Vous n'avez pas encore cédé aux sirènes de Netflix ? La plateforme tente de vous convaincre de rejoindre sa troupe d'abonnés avec le lancement d'un site où est disponible du contenu gratuit. Une bonne occasion de se faire une idée de ce que vos pourrez trouver dans le catalogue.

Netflix joue la carte de la gratuité

Les américains de chez Netflix savent y faire en matière de promotion et de coups marketing. La firme se place devant ses concurrents pour faire parler d'elle, on le voit avec les réactions sur le(s) compte(s) officiel(s) Twitter. Dans ses annonces, sa communication et ses partenariats, il y a toujours du croustillant pour créer l'événement. La plateforme tente d'enrôler d'autres abonnés dans ses rangs avec le lancement d'un service gratuit. Pour y parvenir, il faut se rendre à l'adresse : netflix.com/watch-free puis vous n'avez plus qu'à choisir ce que vous souhaitez regarder parmi ce qui est disponible. Même pas besoin de s'inscrire pour en bénéficier, tout se fait en un clic et tente de rendre l'expérience la plus accessible possible. Libre à chacun, ensuite, de choisir s'il veut continuer l'expérience en se dotant d'un abonnement. Cette offre remplace celle du mois gratuit qui a donné de l'impulsion au service par le passé. Il était possible de bénéficier de tout le catalogue sans aucun engagement.

Pour rappel, il existe actuellement trois tarifs différents en fonction de ce que vous souhaitez. L'offre entrée de gamme à 7.99 euros ne donne pas accès à la HD ni à plusieurs écrans. Le prix de l'abonnement "Standard" grimpe à 11.99 euros et enfin, le "Premium" est à 15.00 euros.

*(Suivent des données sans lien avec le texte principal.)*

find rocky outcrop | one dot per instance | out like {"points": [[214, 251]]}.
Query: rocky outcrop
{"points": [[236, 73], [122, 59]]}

Que retrouver comme contenu ?

Qui dit gratuit dit que les limites se voient rapidement. Netflix met en libre accès dix titres. Tout est du contenu exclusif, pour promouvoir les créations originales de la plateforme. Si un film vous tente, vous avez le choix entre Murder Mystery, Bird Box et Les Deux Papes. Un choix assez éclectique avec - dans l'ordre - une comédie, un carton du catalogue et un titre connoté cinéma d'auteur.

Pour les séries, Netflix fait aussi dans la diversité : Stranger Things, Dans leur regard, Grâce et Frankie, Love is blind, Notre Planète, Baby Boss : Les affaires reprennent et Élite. On a là aussi de tout, pour tous les âges et tous les goûts. La petite subtilité est que l'ensemble des épisodes n'est pas rendu disponible. Vous pourrez simplement voir le premier épisode à chaque fois. De ce côté, l'offre demeure moins intéressante car on préfèrera pouvoir regarder un film en entier qu'un unique pilote.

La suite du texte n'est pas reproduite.